Eine drohende Wohnungslosigkeit fällt umso schwerer ins Gewicht, als davon auch besonders schutzbedürftige minderjährige Kinder betroffen sind (LSG Berlin, L 26 B 2307/07 AS ER, Beschluss vom vom 14.01.2008).

Die Leser können gerne diesen Beitrag kommentieren und ihre Erfahrungen dazu abgeben.

Der Beitrag wurde erstellt von Willi 2, Mitarbeiter des Sozialrechtsexperten RA Ludwig Zimmermann sowie Autor des wöchentlichen Rechtsprechungstickers von Tacheles .

Kommentare

  1. Offensichtlich geht das Landessozialgericht Mecklenburg-Vorpommern von einer Legitimierung der "Sippenhaft" aus, wenn die Kinder zur Haftung gezwungen werden.
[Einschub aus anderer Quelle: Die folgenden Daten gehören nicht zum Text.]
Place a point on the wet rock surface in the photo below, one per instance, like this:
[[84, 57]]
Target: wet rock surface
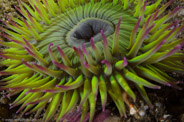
[[168, 102]]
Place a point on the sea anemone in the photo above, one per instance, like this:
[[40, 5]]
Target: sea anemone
[[66, 53]]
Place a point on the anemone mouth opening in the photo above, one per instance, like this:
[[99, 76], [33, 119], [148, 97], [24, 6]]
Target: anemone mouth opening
[[89, 28]]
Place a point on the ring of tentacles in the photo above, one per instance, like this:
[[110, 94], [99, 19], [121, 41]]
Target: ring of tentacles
[[72, 53]]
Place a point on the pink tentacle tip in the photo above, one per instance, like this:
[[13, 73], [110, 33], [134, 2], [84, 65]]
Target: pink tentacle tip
[[125, 61], [159, 87], [51, 44], [44, 90], [86, 65], [92, 43], [84, 49]]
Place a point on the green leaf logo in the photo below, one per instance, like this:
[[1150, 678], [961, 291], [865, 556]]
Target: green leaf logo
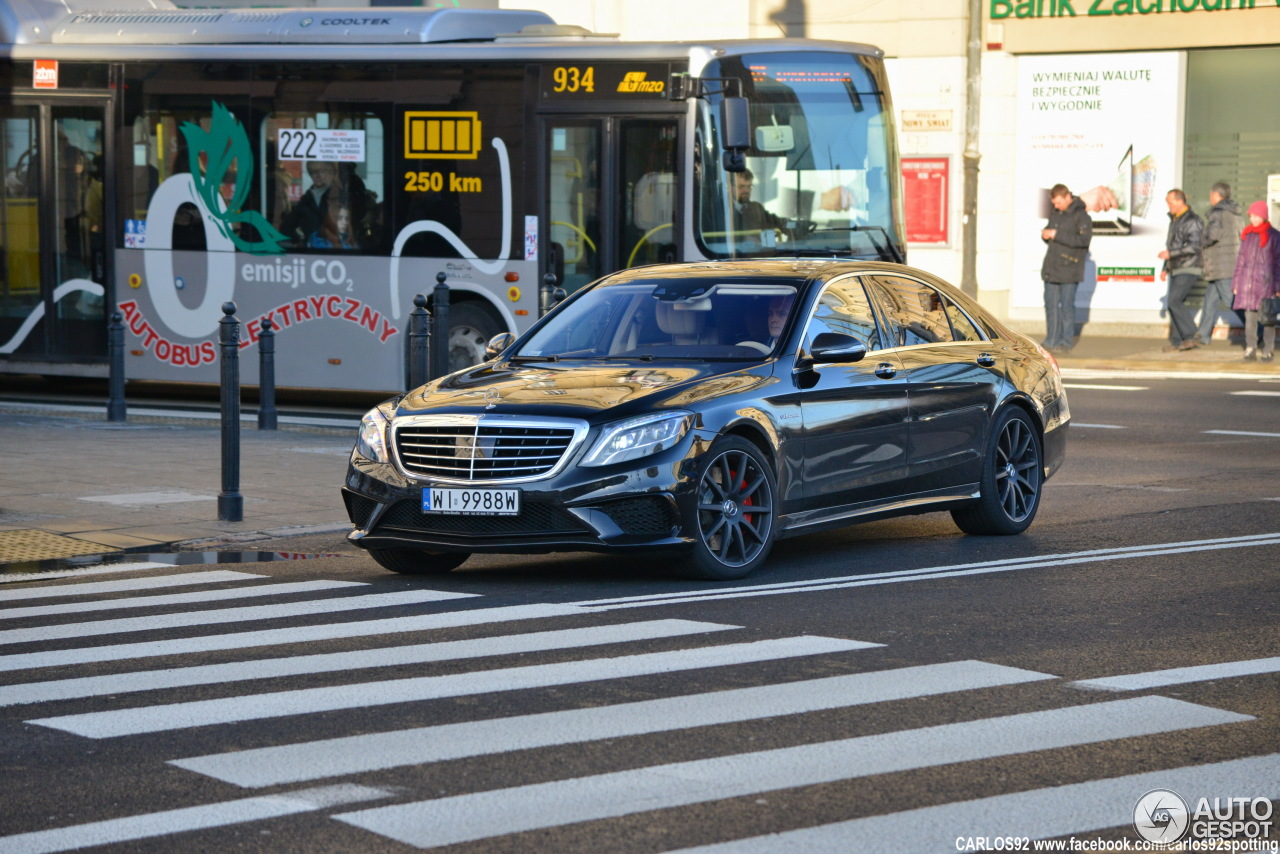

    "Sozialwidriges Verhalten" könnte man aber auch den Richtern unterstellen, wenn sie die Entscheidung des Verfassungsgerichts unterlaufen und die Gutachten zu den Energiekosten unberücksichtigt lassen.

    "Die Nichtversorgung mit Energie stellt eine der Obdachlosigkeit vergleichbare Notlage dar."
    (Sozialgericht Köln, 15.11.2005)

    Dazu aus einer eine Entscheidung des LSG NRW:

    (1. Instanz: SG Dortmund - S 10 AS 250/09 ER)
    LSG NRW - L 19 B 345/09 AS ER


    " Aus der Sicht als Berichterstatter überwöge im Rahmen des einstweiligen Rechtsschutzes das Interesse des Antragstellers an einer bewohnbaren und mit Energie versorgten Wohnung die Gefahr eines Zinsnachteiles der öffentlichen Hand bei zu Unrecht erfolgter Darlehensvergabe."

    mehr dazu:
    http://www.beispielklagen.de/klage006.html

    AntwortenLöschen
  2. Seit wann ist ein HB verpflichtet eine Gasheizung mit begrenzter Nutzungsdauer im Leistunegbezug aufzubrauchen?

    Seit wann ist ein HB verpflichtet mit Gas zu heizen?

    Wurden also angemessene KDU ermittelt und bezahlt, zu denen auch ausreichende Heizkosten zählen?